Friday at Royal Holloway, there was a one-day workshop on private information retrieval (PIR), distributed storage, and network coding. Four speakers gave talks on topics including coding for distributed storage, coding vs. replication, and multi-server PIR schemes.
Coding for distributed storage
The first speaker, P. Vijay Kumar, gave an overview of coding for distributed storage. When a storage node fails (due to hardware failure or corrupted data, for example), there are two main issues to consider: repair bandwidth (how much data it must download to recover) and repair degree (how many other nodes must communicate with it to help it recover). We learned about which types of coding schemes are used in practice. For some applications, triple replication—without any coding—is the standard solution.
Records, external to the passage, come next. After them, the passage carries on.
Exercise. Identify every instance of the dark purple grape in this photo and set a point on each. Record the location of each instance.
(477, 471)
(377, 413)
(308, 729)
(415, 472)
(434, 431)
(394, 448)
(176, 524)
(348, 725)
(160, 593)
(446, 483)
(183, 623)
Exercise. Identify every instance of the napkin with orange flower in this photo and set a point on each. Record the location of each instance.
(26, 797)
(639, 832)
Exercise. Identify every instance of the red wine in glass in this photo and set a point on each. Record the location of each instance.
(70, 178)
The RAID 6 storage architecture uses any maximum distance separable (MDS) code that tolerates 2 failures. Facebook uses HDFS-RAID with one of two erasure codes (blog post by Facebook engineers). HDFS-RAID is a modified instance of the Hadoop distributed file system (HDFS, which replicates data three times) that uses erasure codes to reduce the effective replication of data to about 2. Windows Azure Storage uses Local Reconstruction Codes (LRC) (Microsoft blog post, paper).
PIR and coding
The second speaker, Alex Vardy, presented techniques for PIR that use coding instead of replication.
Private information retrieval (PIR) is relatively new; it was proposed in a 1995 paper by Chor, Goldreich, Kushilevitz, and Sudan. The setting for PIR is as follows. A server has a public, static database of n items (bits, for example) and a user wants to retrieve a certain one without the server knowing exactly which. Ideally, a computationally-unbounded server wouldn't be able to get any information about the user's request: the distribution of queries wouldn't depend on the index of the requested data item. But the only PIR scheme for a single database that satisfies this notion of "perfect privacy" requires the server to send the entire database in response to every query. Instead, there are computational notions of privacy for PIR (where the server is computationally bounded) and for settings with more than one copy of the database, there are other information-theoretic notions.
One interesting aspect of the multi-server PIR setting that Alex presented was that the servers are assumed to be non-colluding. There was some discussion about whether this assumption makes sense, and whether any communication at all should be allowed between the servers. For example, if all but one of the servers receives a query, will they know?
The third speaker, Salim El Rouayheb, presented some coding-based PIR schemes with a different security model: some number b of the nodes are passive adversaries who can collude. We learned about Freenet, a privacy-friendly P2P distributed storage system for sharing files (paper).
The last talk, by Tuvi Etzion, was about network coding and its connections to distributed storage and PIR. A network is represented by an acyclic directed graph that can have parallel arcs (edges) and whose arcs each have an associated capacity. We considered two types of multicast networks. In the first, there is one source node that must distribute h messages (field elements) to n receiver nodes. In the second, there are h source nodes with one message each and n receiver nodes that need to receive all of the messages. In the scalar linear setting, each node "transforms" the messages it receives according to its local coding vector. (In the vector linear setting, nodes have local coding matrices.)
An example of a simple linear multicast network. The top two nodes are the source nodes and A and B are the messages they want to send to both of the receiver nodes (the bottom two nodes).
Tuvi shared his conjecture that for a multicast network of the first type with two messages, there is no vector solution that outperforms the optimal scalar solution. (See one of Tuvi's recent papers for related results.) It was neat that properties of multicast networks can be expressed succinctly in terms of graph-theoretic properties, like the size of a minimum cut between source nodes and receiver nodes.
I enjoyed this educational yet relaxed one-day workshop. What I found most interesting was how cloud storage providers and companies like Facebook encode their data. It's clear why they care about even small reductions in effective data replication: they want to maximize availability and tolerate hardware failures while reducing storage and communication costs. As a skeptical cryptographer, I can't help but wonder how they compose these coding schemes with encryption and other cryptographic tools to protect users' privacy.